Ia tak berani banyak melihat, menunduk di antara kerumunan, melihat para guru menghapus awan hitam, memerintahkan para remaja turun ke tanah, mengarahkan mereka berjalan di jalan batu yang samar-samar menuju atas.
Semakin banyak remaja berkumpul, semua berwajah pucat, tatapan penuh ketakutan.
Para guru Gerbang Setan, meski tadi sempat bercanda, kini berwajah dingin, berjalan tanpa suara, kadang menolong remaja yang pingsan, mengembalikan ke barisan.
Di antara suara langkah yang berdesir, Shidong berjalan dengan cemas, mulut kering, napas berat, hampir pingsan karena tegang.
Saat melewati gerbang besar, Shidong melirik, melihat tiga huruf besar berlumuran darah:
“Gerbang,” “Setan,” “Iblis”.
“Sampai, sampai, inilah Gerbang Setan,” ia menghela napas.
Tiba-tiba terdengar tawa aneh dari atas kepala, beberapa wajah hantu mengerikan muncul dari gerbang yang terbuat dari tumpukan tulang, tertawa, “Lagi-lagi anak-anak segar penuh darah, rasanya ingin sekali memakan!”
“Benar, benar, terakhir kali makan manusia hidup lima ratus tahun lalu!”
Para remaja pun pingsan ketakutan.
Seorang guru berteriak, “Cepat jalan, siapa yang tertinggal jadi santapan hantu!”
Shidong gemetar, di tengah kerumunan, berlari mengikuti yang lain.
Setelah berjalan jauh, terdengar jeritan remaja, disertai tawa wajah hantu, “Sial! Pelit sekali! Hanya diberi segini, tak cukup, kalau ada musuh menyerang, kami tak mau membantu!”
Lagi-lagi terdengar jeritan remaja, tampaknya memang diberikan untuk dimakan, wajah hantu itu bergumam, tak lagi mengeluh.
Shidong terkejut hingga linglung, saat sadar, ia sudah masuk ke sebuah aula besar.
Ia memandang sekitar, terkejut oleh pemandangan di depan.
Aula itu luas, ratusan meter, dipenuhi remaja, jumlahnya hampir seribu.
Para remaja berdiri gemetar, menatap ke depan dengan tegang, sementara para guru berjubah hijau berdiri tegak di sisi.
Di tanah depan, berdiri hampir seribu panci besar, bertumpu pada tiga kaki, di bawahnya api menyala, dalam panci air hitam mendidih, mengeluarkan uap.

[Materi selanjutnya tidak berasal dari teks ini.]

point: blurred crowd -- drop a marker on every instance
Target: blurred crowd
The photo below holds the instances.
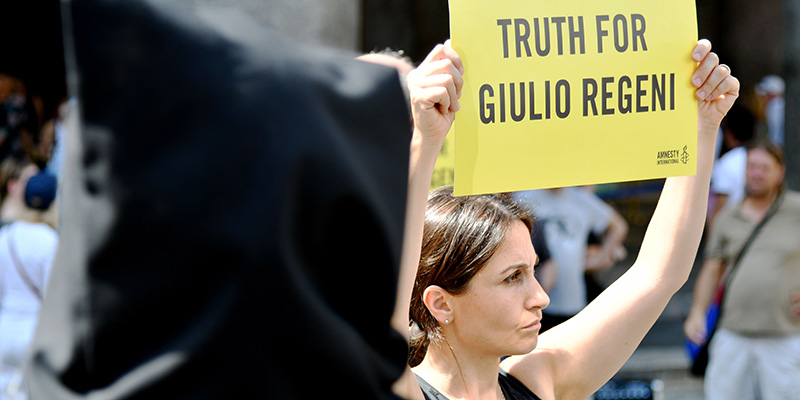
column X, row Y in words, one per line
column 31, row 140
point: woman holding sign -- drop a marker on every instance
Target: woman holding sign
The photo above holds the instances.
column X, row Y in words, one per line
column 475, row 299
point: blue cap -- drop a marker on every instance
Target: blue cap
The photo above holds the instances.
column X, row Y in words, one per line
column 41, row 191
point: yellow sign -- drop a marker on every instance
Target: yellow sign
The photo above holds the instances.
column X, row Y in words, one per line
column 563, row 93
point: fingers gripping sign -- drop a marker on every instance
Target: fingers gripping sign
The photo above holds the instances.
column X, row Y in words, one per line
column 435, row 87
column 717, row 89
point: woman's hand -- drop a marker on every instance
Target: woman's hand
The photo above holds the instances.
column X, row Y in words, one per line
column 435, row 87
column 716, row 90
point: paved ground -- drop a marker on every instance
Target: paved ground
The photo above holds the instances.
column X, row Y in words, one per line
column 661, row 355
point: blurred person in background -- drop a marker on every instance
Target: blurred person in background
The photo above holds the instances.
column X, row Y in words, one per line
column 770, row 92
column 728, row 175
column 27, row 247
column 755, row 351
column 568, row 216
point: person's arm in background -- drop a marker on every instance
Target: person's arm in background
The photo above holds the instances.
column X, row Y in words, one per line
column 705, row 287
column 434, row 87
column 611, row 249
column 547, row 270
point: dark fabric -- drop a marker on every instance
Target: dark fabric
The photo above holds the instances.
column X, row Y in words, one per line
column 512, row 388
column 233, row 210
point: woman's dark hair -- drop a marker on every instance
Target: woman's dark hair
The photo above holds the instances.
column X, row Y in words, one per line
column 461, row 234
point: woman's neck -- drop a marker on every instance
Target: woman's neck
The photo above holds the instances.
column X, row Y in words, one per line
column 459, row 374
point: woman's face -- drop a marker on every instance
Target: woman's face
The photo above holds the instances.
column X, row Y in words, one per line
column 500, row 314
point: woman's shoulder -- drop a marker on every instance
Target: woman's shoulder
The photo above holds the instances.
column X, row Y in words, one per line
column 514, row 389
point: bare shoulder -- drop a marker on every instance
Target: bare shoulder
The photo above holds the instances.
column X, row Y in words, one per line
column 534, row 370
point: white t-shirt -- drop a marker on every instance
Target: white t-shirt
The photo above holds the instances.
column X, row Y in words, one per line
column 568, row 216
column 35, row 247
column 728, row 176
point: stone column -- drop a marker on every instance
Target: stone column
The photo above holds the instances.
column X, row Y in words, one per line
column 335, row 23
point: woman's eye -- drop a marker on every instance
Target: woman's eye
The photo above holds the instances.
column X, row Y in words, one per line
column 514, row 277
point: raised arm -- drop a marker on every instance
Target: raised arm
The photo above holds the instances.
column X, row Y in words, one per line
column 580, row 355
column 434, row 87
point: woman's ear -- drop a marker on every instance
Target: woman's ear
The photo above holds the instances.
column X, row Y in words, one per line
column 437, row 300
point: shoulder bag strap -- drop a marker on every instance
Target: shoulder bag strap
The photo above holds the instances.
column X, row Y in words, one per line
column 20, row 269
column 772, row 210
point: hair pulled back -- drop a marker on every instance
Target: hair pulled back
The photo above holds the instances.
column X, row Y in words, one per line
column 460, row 235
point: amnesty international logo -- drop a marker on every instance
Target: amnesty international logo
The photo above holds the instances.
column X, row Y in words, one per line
column 675, row 156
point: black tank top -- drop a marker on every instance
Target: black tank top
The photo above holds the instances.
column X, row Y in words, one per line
column 512, row 388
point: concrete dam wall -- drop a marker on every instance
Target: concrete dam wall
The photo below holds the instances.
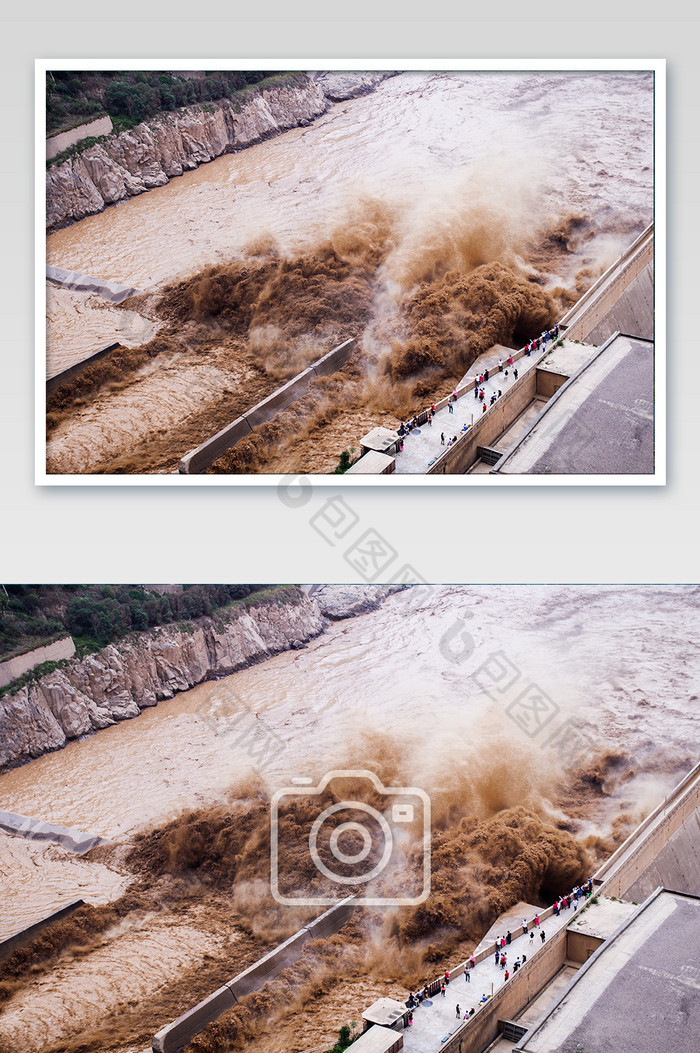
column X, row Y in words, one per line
column 199, row 459
column 177, row 1034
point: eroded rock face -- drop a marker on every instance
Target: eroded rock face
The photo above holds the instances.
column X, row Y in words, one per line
column 345, row 601
column 168, row 144
column 117, row 682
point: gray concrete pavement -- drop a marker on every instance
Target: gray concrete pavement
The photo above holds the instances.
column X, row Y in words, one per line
column 436, row 1018
column 422, row 445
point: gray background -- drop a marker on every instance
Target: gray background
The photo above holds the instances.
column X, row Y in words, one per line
column 521, row 534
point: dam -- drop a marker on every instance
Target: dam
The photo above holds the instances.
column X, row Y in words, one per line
column 397, row 197
column 630, row 906
column 550, row 416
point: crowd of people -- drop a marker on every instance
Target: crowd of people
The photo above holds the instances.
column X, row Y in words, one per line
column 480, row 379
column 534, row 928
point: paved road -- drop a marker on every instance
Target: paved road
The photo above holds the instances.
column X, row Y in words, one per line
column 422, row 445
column 436, row 1018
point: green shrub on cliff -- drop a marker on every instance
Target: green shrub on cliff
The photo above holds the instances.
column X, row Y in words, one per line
column 133, row 95
column 96, row 615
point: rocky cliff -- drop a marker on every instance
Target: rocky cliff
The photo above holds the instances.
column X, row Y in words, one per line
column 166, row 145
column 172, row 143
column 117, row 682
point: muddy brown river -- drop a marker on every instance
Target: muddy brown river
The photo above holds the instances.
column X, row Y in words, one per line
column 465, row 167
column 427, row 690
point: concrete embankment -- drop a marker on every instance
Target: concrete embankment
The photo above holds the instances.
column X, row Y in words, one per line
column 37, row 830
column 663, row 850
column 60, row 379
column 12, row 944
column 83, row 283
column 177, row 1034
column 199, row 459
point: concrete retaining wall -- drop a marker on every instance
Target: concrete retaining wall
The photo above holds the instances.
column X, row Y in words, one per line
column 524, row 986
column 63, row 140
column 460, row 456
column 548, row 382
column 270, row 967
column 198, row 460
column 176, row 1035
column 54, row 383
column 22, row 663
column 676, row 866
column 627, row 865
column 595, row 304
column 18, row 939
column 580, row 946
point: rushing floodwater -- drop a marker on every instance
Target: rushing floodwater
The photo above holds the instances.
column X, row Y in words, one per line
column 521, row 150
column 399, row 687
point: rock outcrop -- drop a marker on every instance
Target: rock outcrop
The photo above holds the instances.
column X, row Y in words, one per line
column 337, row 602
column 168, row 144
column 172, row 143
column 117, row 682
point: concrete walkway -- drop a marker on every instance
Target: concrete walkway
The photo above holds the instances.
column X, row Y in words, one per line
column 436, row 1018
column 422, row 445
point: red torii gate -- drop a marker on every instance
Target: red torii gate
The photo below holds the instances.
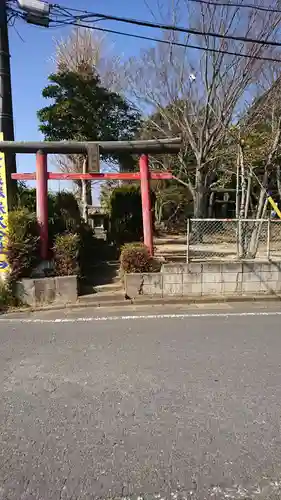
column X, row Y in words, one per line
column 41, row 176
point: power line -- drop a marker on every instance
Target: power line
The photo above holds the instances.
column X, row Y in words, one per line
column 243, row 5
column 136, row 22
column 167, row 42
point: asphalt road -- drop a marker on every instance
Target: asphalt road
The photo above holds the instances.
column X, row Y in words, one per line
column 174, row 405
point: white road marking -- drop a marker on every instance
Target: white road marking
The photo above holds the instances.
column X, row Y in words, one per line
column 140, row 317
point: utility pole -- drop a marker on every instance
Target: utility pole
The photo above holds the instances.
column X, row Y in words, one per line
column 6, row 106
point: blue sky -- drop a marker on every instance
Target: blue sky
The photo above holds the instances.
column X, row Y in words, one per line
column 31, row 50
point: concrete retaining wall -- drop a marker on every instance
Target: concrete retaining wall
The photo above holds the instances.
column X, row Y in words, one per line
column 43, row 291
column 207, row 279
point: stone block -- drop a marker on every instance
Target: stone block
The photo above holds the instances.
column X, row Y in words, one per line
column 231, row 278
column 133, row 285
column 172, row 289
column 66, row 289
column 251, row 271
column 173, row 268
column 251, row 286
column 212, row 288
column 152, row 284
column 45, row 290
column 191, row 288
column 172, row 284
column 172, row 278
column 194, row 268
column 25, row 292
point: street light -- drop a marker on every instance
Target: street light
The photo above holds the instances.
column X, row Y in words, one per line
column 37, row 11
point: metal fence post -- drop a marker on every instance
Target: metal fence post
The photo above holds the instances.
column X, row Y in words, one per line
column 187, row 240
column 268, row 239
column 238, row 238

Shidong merasa pandangannya gelap, dalam hati berteriak, “Apa... apa sebenarnya yang terjadi? Para iblis ini benar-benar... benar-benar akan merebus kami untuk dimakan? Benarkah... benarkah semua legenda itu nyata?”
Saat panik, tiba-tiba terdengar teriakan dari depan, “Waktunya tiba, anak-anak masuk ke panci!”
Tiba-tiba langkah kaki bergegas, dari dalam aula keluar sekelompok pria bertelanjang dada, memegang pisau tajam, semua tampak garang seperti jagal, mereka menangkap para remaja, mengayunkan pisau, merobek pakaian, lalu melemparkan remaja telanjang ke dalam panci mendidih.